Debdeep Jena

Character introduction

Principal Honors, Awards
Dr. Jena is a Professor of Electrical and Computer Engineering and Materials Science and Engineering at Cornell University. He joined Cornell in 2015 from the faculty at Notre Dame where he was since August 2003, shortly after earning the Ph.D. in Electrical and Computer Engineering from the University of California, Santa Barbara (UCSB). During his research career, he has received the International MBE Young Scientist award in 2014, the IBM faculty award in 2012, the ISCS Young Scientist award in 2012, the most valuable contribution awards at the Workshop for Compound Semiconductor Materials and Devices (WOCSEMMAD) in 2014, 2010 and 2008, the National Science Foundation (NSF) Career Award in 2006, a best student paper award at the Electronic Materials Conference in 2002, and a young author best paper award from the International Union of Pure and Applied Physics (IUPAP) in 2000. He was elected a Fellow of the American Physical Society in 2017.

Jena’s research and teaching interests are in the area of electronic materials and devices. His
research projects involve the epitaxial growth, design, and fabrication of semiconductor electronic and photonic devices. The device work is built upon fundamental experimental and theoretical studies of the quantum phenomena of charge, heat, & spin transport in III-V semiconductor heterostructures, and nanomaterials such as 2D layered semiconductors, nanowires, nanotubes, and graphene. He is the author or co-author on over 200 journal articles, several book chapters and review articles, and has edited one book, for which he has contributed two book chapters. He currently advises ten graduate students. Nineteen students have obtained their Ph.D. degrees and six students have obtained their M.S. degrees under his supervision. Since Fall 2003, the research efforts in his group have been supported by over $60M in collaborative research funding, with Jena serving as principal investigator on over $20M.

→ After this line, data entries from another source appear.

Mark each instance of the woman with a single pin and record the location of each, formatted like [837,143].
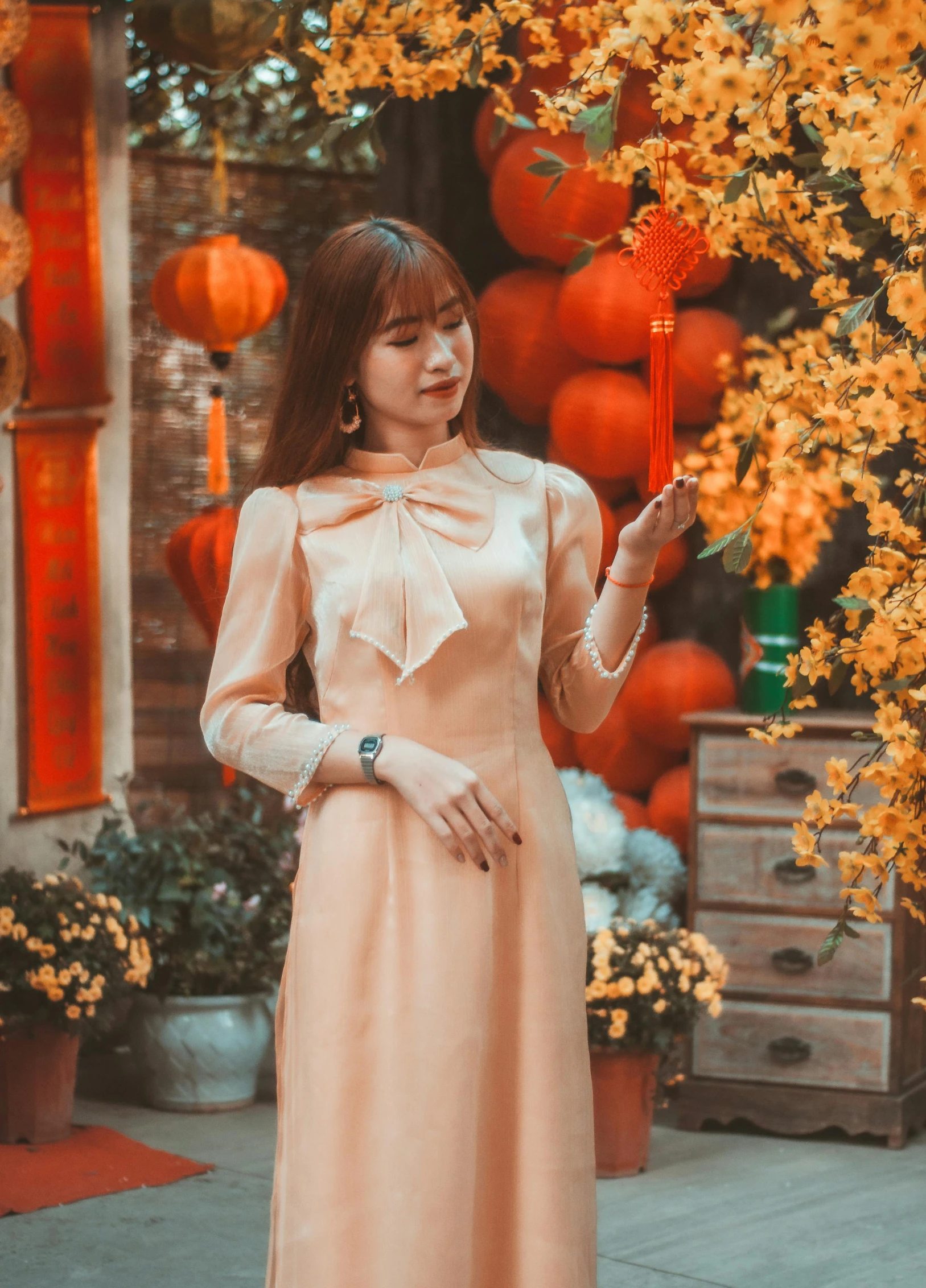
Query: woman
[434,1093]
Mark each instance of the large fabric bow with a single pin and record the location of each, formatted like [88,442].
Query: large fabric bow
[408,608]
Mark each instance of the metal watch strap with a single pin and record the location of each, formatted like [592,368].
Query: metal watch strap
[369,750]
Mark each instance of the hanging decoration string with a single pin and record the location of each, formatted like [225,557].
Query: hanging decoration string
[665,249]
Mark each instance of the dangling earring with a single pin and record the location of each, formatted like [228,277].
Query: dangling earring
[352,426]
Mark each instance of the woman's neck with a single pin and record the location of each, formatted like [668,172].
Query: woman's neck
[409,441]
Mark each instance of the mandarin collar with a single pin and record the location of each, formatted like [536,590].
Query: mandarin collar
[397,463]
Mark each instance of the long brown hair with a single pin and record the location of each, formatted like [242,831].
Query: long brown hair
[352,282]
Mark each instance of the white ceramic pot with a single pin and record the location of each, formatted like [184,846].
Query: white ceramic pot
[267,1074]
[200,1054]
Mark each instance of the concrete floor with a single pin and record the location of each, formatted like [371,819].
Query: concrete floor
[719,1208]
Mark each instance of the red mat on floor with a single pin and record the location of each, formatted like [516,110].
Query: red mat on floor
[92,1161]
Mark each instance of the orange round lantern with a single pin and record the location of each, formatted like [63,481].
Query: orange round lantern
[709,274]
[604,311]
[523,353]
[599,422]
[533,223]
[218,293]
[673,557]
[701,337]
[557,738]
[673,679]
[635,813]
[670,803]
[624,760]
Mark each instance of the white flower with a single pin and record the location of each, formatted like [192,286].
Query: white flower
[600,906]
[596,823]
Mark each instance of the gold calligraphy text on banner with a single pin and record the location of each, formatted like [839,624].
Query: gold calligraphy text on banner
[64,294]
[62,763]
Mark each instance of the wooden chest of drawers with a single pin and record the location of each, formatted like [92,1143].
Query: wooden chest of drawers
[797,1047]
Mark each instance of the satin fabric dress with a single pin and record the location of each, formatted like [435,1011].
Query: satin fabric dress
[434,1093]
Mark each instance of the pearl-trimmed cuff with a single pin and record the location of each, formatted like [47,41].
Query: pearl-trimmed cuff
[315,762]
[596,657]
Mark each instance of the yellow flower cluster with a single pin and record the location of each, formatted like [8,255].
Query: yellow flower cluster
[72,983]
[791,490]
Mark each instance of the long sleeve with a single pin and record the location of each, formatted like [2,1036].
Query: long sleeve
[580,690]
[263,626]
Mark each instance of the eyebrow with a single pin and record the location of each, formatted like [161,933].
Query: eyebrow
[414,317]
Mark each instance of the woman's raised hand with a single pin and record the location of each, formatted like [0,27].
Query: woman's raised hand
[660,522]
[450,798]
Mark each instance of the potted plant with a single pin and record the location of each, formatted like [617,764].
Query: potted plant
[214,894]
[69,957]
[647,987]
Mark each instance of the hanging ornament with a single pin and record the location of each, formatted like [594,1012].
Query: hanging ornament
[218,293]
[664,251]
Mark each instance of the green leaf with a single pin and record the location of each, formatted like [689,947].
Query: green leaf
[831,943]
[745,457]
[581,261]
[598,127]
[497,133]
[474,69]
[855,316]
[722,543]
[738,553]
[837,674]
[736,187]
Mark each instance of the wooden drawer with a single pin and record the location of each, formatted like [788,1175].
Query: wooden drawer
[778,955]
[804,1046]
[756,865]
[738,777]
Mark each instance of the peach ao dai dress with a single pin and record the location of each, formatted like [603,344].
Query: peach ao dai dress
[434,1093]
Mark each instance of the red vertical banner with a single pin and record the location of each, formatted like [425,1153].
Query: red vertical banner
[56,464]
[64,295]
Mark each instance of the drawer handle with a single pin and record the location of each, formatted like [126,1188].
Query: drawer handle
[792,961]
[789,874]
[789,1050]
[795,782]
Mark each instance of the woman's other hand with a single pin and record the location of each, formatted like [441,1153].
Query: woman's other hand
[451,799]
[665,518]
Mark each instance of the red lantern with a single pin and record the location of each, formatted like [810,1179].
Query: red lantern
[218,293]
[635,813]
[707,275]
[523,352]
[673,557]
[604,311]
[557,738]
[599,422]
[670,804]
[701,338]
[582,205]
[624,760]
[673,679]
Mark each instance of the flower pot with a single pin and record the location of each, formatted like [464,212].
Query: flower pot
[200,1054]
[38,1074]
[624,1091]
[768,634]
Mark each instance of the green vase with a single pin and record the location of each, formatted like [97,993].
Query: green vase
[768,634]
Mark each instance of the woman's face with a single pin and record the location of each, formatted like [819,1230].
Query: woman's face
[414,373]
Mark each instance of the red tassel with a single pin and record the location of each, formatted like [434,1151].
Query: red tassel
[661,441]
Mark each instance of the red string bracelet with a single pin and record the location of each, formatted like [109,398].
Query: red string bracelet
[628,585]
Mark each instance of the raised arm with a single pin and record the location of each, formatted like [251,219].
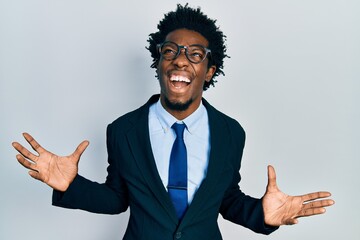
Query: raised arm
[56,171]
[282,209]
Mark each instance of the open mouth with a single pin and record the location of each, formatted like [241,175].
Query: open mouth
[179,81]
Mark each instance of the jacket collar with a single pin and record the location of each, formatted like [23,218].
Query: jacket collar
[139,142]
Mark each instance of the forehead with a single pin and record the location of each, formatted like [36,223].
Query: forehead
[186,37]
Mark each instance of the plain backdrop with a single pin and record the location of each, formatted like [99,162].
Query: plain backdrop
[68,68]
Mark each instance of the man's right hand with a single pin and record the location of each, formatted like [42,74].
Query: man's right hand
[57,172]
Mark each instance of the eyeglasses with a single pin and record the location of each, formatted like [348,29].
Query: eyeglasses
[194,53]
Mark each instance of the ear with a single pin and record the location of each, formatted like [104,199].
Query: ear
[210,72]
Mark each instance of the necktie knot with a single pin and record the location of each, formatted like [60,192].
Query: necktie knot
[177,184]
[179,129]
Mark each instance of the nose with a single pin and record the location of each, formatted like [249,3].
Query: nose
[181,60]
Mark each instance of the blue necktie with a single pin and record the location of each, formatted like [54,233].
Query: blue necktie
[177,186]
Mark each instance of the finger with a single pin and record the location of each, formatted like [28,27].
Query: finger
[27,164]
[314,196]
[34,144]
[36,175]
[311,212]
[318,204]
[80,149]
[291,221]
[24,151]
[272,186]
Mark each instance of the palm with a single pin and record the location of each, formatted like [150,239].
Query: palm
[282,209]
[58,172]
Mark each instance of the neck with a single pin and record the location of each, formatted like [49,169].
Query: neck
[180,111]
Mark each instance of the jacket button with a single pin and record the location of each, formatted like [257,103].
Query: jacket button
[178,235]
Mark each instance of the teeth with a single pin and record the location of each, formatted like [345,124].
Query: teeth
[179,79]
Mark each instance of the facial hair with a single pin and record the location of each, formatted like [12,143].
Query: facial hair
[177,106]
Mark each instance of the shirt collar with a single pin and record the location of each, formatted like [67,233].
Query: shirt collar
[167,120]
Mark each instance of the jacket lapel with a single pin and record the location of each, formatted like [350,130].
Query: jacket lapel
[216,163]
[139,142]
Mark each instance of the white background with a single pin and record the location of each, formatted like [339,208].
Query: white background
[68,68]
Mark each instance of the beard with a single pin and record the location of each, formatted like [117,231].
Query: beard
[177,106]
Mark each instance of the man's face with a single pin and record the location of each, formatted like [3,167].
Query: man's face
[181,81]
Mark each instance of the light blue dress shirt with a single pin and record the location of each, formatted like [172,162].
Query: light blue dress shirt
[197,141]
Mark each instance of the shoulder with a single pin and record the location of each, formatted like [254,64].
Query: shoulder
[233,127]
[133,118]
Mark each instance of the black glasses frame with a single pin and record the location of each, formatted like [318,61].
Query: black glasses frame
[179,47]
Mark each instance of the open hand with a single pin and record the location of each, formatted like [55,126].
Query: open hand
[56,171]
[282,209]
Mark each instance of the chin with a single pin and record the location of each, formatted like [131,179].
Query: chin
[178,106]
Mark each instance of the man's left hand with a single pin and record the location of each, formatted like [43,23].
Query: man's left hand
[282,209]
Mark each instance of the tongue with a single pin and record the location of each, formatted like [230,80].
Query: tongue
[179,84]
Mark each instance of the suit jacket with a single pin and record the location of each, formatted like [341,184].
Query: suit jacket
[133,181]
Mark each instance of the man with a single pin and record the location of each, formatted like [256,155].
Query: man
[176,135]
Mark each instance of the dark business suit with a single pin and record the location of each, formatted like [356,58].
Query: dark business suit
[133,180]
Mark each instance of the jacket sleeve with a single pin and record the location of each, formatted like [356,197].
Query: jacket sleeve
[110,197]
[236,206]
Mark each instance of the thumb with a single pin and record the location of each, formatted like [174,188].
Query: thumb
[271,186]
[80,149]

Topic: New Devices to Enable Future Memory, Logic, and Communication Systems

Abstract  Today, information systems are undergoing a major change. Old ways of thinking compartmentalized information into the three classical pillars: Logic, Memory, and Communication systems.  However, today it has become clear that that sort of division is only artificial, limited by the physical devices such as semiconductor transistors, amplifiers, and solid -state memories we have at hand to manipulate information. New and creative materials and device discoveries are changing this classical paradigm by filling the interfaces of these three pillars.  For example, the same physical devices that can “communicate” (semiconductor power amplifiers, or lasers and LEDs) can today also think, and store data.  The same devices that can “think”, meaning can do logic, can also “remember”, by merging logic and memory devices.  I will present a few examples of these new generations of devices enabled by new classes of materials at the intersection of Logic, Memory, and Communication systems. The direction towards a full quantum information system, where qubits, single photon communication, and quantum memory power the information system is likely not too far, and I will discuss what is needed for practical implementation of the quantum future of information systems.